Oficiais de saúde palestinos relataram a morte de pelo menos 45 pessoas no ataque de domingo (26), cerca da metade mulheres e crianças. O incêndio também pode ter sido alimentado por combustível, botijões de gás de cozinha ou outros materiais presentes no campo de refugiados densamente povoado.
Novos ataques nesta terça, na mesma área de Tel al-Sultan, em Rafah, resultaram na morte de pelo menos 16 palestinos, conforme informações da Defesa Civil Palestina e do Crescente Vermelho Palestino. Moradores locais relataram uma intensificação dos combates na cidade, que era considerada um último refúgio no território de Gaza.

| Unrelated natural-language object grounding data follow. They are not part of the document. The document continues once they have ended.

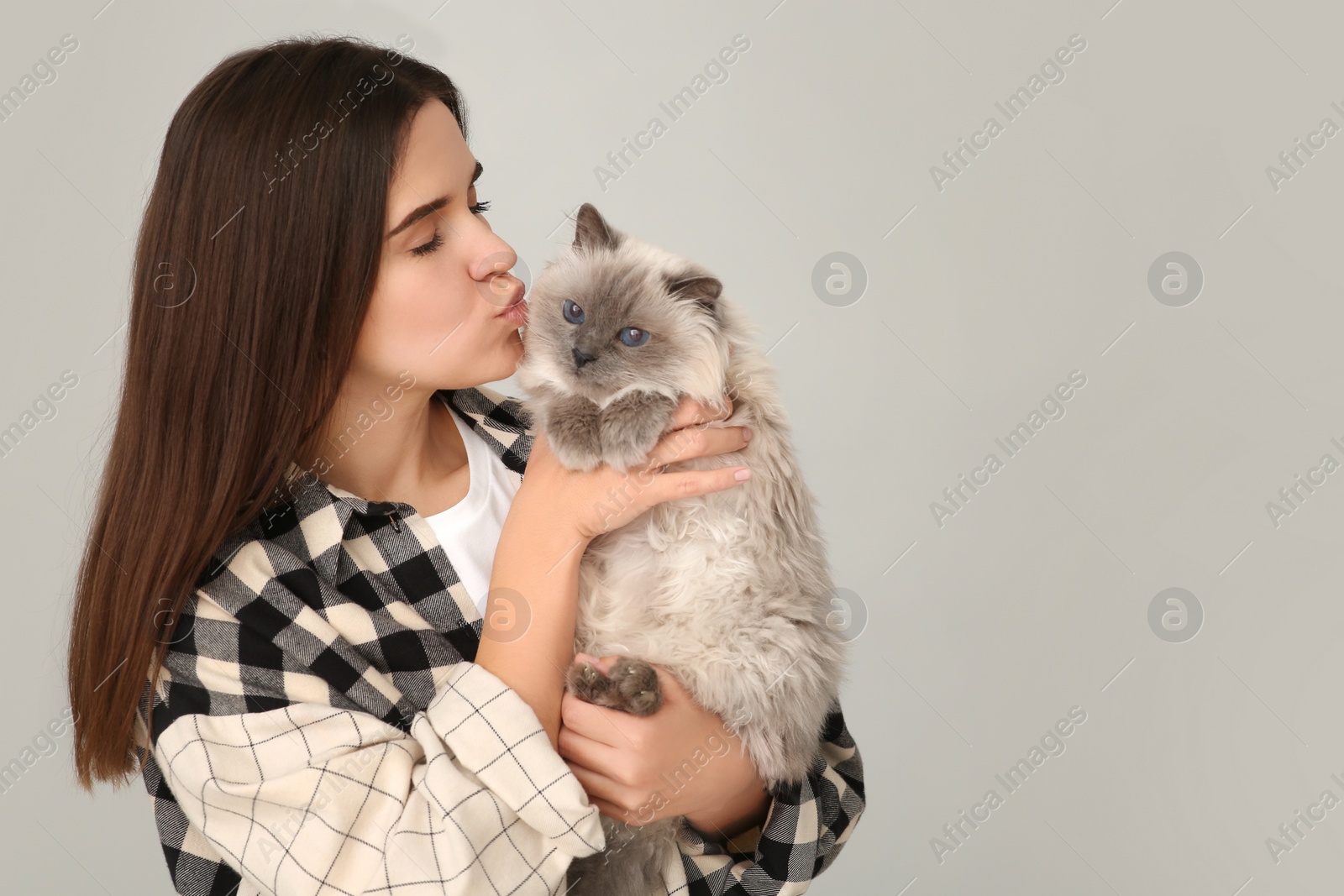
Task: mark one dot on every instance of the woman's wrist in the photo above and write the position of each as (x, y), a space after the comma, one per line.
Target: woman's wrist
(743, 813)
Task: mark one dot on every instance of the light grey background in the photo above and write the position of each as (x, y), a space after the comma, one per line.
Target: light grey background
(1030, 264)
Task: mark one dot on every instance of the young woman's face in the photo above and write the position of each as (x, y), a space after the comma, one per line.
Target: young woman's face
(441, 286)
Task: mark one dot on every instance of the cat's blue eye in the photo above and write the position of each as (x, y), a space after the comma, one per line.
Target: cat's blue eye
(633, 336)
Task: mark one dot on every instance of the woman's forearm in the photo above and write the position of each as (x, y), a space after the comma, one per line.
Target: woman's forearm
(534, 590)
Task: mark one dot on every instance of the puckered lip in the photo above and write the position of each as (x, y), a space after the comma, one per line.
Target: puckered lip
(514, 298)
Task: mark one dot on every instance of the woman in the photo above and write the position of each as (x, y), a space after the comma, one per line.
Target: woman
(289, 546)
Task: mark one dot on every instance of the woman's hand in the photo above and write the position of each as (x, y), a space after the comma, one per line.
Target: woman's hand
(606, 499)
(680, 761)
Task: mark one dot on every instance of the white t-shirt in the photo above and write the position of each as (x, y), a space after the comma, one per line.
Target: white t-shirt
(470, 531)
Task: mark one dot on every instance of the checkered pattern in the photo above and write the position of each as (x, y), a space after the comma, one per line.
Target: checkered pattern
(319, 726)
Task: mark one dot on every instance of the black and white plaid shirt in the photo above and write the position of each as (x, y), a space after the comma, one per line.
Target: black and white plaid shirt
(320, 728)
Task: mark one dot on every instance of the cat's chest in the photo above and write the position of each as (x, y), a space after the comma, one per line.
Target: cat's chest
(662, 586)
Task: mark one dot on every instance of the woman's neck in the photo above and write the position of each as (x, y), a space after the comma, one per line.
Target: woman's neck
(409, 450)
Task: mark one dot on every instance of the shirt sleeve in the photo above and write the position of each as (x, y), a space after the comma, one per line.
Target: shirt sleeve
(806, 825)
(309, 799)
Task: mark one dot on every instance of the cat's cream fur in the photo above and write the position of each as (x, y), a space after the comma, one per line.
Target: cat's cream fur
(727, 591)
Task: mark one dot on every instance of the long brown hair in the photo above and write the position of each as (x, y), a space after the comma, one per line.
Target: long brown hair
(255, 264)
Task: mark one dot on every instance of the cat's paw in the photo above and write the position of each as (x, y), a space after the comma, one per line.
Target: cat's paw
(588, 683)
(636, 687)
(571, 430)
(632, 426)
(631, 685)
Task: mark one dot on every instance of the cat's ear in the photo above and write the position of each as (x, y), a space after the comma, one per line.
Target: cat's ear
(701, 288)
(591, 230)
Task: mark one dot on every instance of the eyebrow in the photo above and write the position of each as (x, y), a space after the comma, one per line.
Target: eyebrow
(432, 206)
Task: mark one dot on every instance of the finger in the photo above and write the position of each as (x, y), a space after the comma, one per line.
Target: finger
(575, 746)
(597, 723)
(696, 441)
(689, 484)
(598, 786)
(691, 412)
(616, 813)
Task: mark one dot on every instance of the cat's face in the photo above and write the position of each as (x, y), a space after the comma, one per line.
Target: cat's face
(615, 312)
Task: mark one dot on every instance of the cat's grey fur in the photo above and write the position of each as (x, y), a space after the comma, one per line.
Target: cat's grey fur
(727, 591)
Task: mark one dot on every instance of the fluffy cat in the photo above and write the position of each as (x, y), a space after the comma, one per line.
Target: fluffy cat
(727, 591)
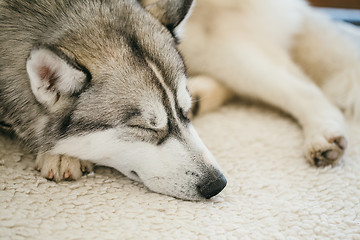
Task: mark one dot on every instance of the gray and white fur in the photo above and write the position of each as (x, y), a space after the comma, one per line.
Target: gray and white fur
(102, 80)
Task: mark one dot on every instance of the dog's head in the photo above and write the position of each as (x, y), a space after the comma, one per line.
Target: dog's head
(114, 90)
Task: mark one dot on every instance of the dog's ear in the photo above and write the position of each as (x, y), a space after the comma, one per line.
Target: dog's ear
(171, 13)
(53, 76)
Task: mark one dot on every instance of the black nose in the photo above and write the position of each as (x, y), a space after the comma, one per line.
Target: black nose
(211, 187)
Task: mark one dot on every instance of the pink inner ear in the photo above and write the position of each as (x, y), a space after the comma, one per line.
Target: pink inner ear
(48, 75)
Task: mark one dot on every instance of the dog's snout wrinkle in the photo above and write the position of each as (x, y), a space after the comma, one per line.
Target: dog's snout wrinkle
(211, 187)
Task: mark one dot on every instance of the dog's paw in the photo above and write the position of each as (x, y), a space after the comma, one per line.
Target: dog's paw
(323, 151)
(61, 167)
(207, 95)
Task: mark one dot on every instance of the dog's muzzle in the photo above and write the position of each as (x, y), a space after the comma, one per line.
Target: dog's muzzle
(212, 184)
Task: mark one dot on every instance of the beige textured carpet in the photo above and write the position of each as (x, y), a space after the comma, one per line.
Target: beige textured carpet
(272, 192)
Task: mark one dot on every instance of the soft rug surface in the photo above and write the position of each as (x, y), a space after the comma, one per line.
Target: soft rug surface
(272, 192)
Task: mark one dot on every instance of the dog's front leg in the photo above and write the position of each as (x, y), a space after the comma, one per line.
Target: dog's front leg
(207, 94)
(61, 167)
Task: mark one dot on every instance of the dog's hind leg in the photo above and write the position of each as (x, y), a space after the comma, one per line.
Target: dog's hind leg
(329, 52)
(207, 94)
(61, 167)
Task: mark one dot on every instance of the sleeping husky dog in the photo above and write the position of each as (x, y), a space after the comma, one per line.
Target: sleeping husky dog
(103, 81)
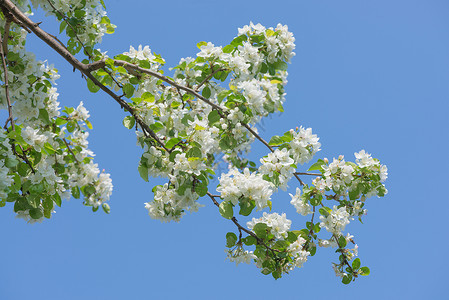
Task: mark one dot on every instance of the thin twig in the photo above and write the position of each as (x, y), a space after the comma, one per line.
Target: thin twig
(311, 174)
(240, 227)
(5, 70)
(100, 64)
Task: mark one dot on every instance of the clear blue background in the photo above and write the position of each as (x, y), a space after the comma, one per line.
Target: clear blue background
(370, 75)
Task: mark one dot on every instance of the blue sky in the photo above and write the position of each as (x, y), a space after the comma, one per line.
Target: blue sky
(367, 75)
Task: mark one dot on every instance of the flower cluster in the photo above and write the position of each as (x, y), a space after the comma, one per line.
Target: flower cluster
(183, 124)
(235, 186)
(44, 151)
(279, 224)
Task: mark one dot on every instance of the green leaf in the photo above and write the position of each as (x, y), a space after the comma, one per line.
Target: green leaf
(228, 49)
(356, 263)
(11, 162)
(275, 140)
(143, 172)
(93, 88)
(231, 239)
(43, 116)
(89, 125)
(213, 117)
(347, 279)
(280, 65)
(201, 189)
(194, 152)
(49, 148)
(76, 192)
(324, 212)
(226, 210)
(57, 199)
(206, 92)
(316, 200)
(62, 26)
(128, 89)
(317, 165)
(200, 44)
(71, 126)
(249, 240)
(129, 122)
(156, 127)
(23, 169)
(246, 207)
(260, 229)
(365, 271)
(222, 95)
(227, 142)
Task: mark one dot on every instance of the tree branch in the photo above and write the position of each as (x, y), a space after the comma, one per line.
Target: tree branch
(241, 228)
(100, 64)
(49, 40)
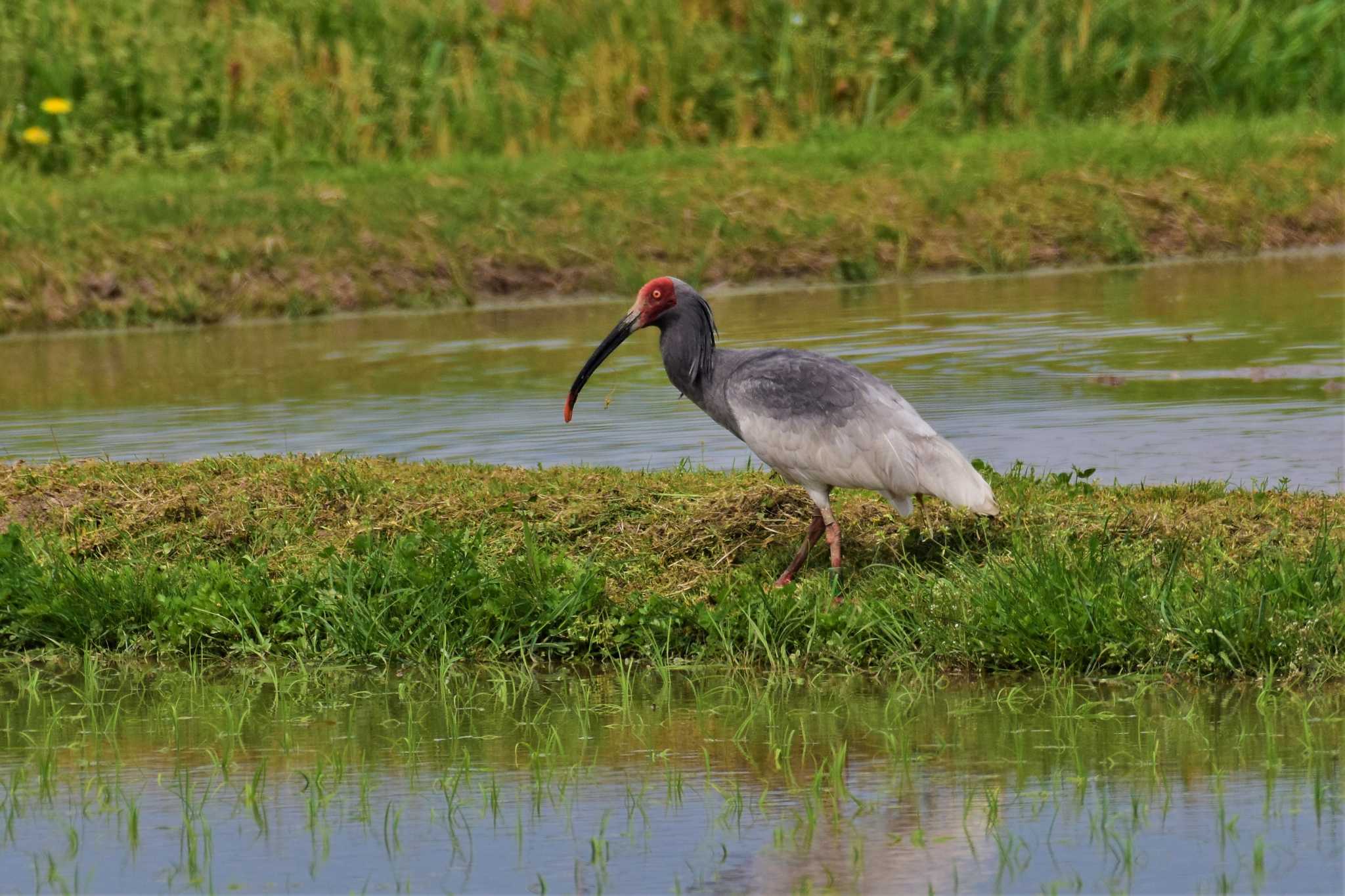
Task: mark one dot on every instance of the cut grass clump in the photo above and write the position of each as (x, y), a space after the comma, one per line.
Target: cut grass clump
(439, 562)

Desde o início de maio, uma incursão israelense forçou quase 1 milhão de pessoas a fugirem de Rafah, muitas das quais já haviam se deslocado de outras cidades em Gaza devido ao conflito entre Israel e Hamas. Atualmente, essas pessoas buscam abrigo em acampamentos de tendas e outras áreas devastadas pela guerra.
Crise humanitária em Gaza
As consequências da ofensiva israelense em Rafah têm sido devastadoras, com centenas de milhares de palestinos fugindo da cidade e se espalhando por áreas mais seguras. As famílias, muitas já deslocadas várias vezes durante os oito meses de conflito, agora vivem em condições precárias em campos de tendas que se estendem por mais de 16 quilômetros ao longo da costa de Gaza.
Em meio à crise, famílias cavam trincheiras para usar como banheiros, enquanto pais procuram comida e água. Crianças vasculham o lixo em busca de materiais para que suas mães possam cozinhar.
"A situação é trágica. Você tem 20 pessoas na tenda, sem água limpa, sem eletricidade. Nós não temos nada", relata Mohammad Abu Radwan, um professor que vive em uma tenda com sua família.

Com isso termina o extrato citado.